[syslinux] How to make a bootable USB flash drive manually?

Paul Bolle pebolle at tiscali.nl
Fri Jan 28 21:33:40 PST 2011


On Fri, 2011-01-28 at 22:29 -0500, Gene Cumm wrote:
> On Fri, Jan 28, 2011 at 20:33, Martin T <m4rtntns at gmail.com> wrote:
> > I would like to boot Ubuntu 8.04 i386 from my USB flash drive.
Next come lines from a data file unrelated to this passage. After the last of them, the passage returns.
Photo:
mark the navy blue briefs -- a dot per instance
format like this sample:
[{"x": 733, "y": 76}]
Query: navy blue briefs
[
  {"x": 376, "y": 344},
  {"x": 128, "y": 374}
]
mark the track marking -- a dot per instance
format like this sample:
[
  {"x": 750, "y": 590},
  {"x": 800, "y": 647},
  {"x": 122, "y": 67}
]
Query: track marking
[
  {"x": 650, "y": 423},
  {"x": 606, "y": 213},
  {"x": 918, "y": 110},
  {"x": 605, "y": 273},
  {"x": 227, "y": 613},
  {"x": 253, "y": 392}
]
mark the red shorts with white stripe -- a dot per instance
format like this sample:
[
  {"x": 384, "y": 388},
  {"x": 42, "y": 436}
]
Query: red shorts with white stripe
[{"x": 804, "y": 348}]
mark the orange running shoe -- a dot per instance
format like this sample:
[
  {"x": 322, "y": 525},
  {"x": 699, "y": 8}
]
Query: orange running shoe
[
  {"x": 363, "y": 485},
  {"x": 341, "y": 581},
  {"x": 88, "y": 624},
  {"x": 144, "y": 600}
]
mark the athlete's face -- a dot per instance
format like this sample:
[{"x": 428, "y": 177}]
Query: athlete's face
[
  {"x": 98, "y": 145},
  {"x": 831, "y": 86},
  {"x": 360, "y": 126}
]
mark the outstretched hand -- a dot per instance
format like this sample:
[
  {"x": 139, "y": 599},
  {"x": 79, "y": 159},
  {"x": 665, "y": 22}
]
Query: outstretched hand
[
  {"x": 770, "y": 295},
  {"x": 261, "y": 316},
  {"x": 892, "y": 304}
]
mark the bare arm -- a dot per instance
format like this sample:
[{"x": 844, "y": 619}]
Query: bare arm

I was
> > guided by this tutorial:
> > http://syslinux.zytor.com/wiki/index.php/HowTos#How_to_Create_a_Bootable_USB:_For_Linux
> 
> 2) Any reason to not use the current release (10.10) or current LTS
> release (10.04.1)?

I recently did just that: make a bootable USB flash drive from Ubuntu's
current LTS release (10.04.1). The steps to do that are basically:
0) make a USB flash drive that boots syslinux (ie, that loads
ldlinux.sys, wich is installed in the root of a FAT filesystem
on /dev/sdb1). Martin described how he did that in full detail;
1) loop mount ubuntu-10.04.1-desktop-i386.iso somewhere;
2) mount /dev/sdb1 somewhere else;
3) copy, recursively, all files found in that iso image to the FAT
filesystem on /dev/sdb1;
4) rename $USB_DRIVE_MOUNT_PATH/isolinux to
$USB_DRIVE_MOUNT_PATH/syslinux;
5) rename $USB_DRIVE_MOUNT_PATH/syslinux/isolinux.cfg to
$USB_DRIVE_MOUNT_PATH/syslinux/syslinux.cfg;
6) unmount the iso image and /dev/sdb1.

Now the USB flash drive should boot Ubuntu Live. (qemu can boot that USB
flash drive too, which helps a lot with quickly discovering the mistakes
one makes.)

The main problem I ran into was that Ubuntu Live uses a Syslinux 3.63
derivative and I used Syslinux 4.0x (as shipped by a current Fedora) to
make the USB flash drive bootable. Solution: replace
$USB_DRIVE_MOUNT_PATH/syslinux/vesamenu.c32 (a 32-bit COMBOOT file) with
a recent copy of vesamenu.c32 (ie, a COM32R file).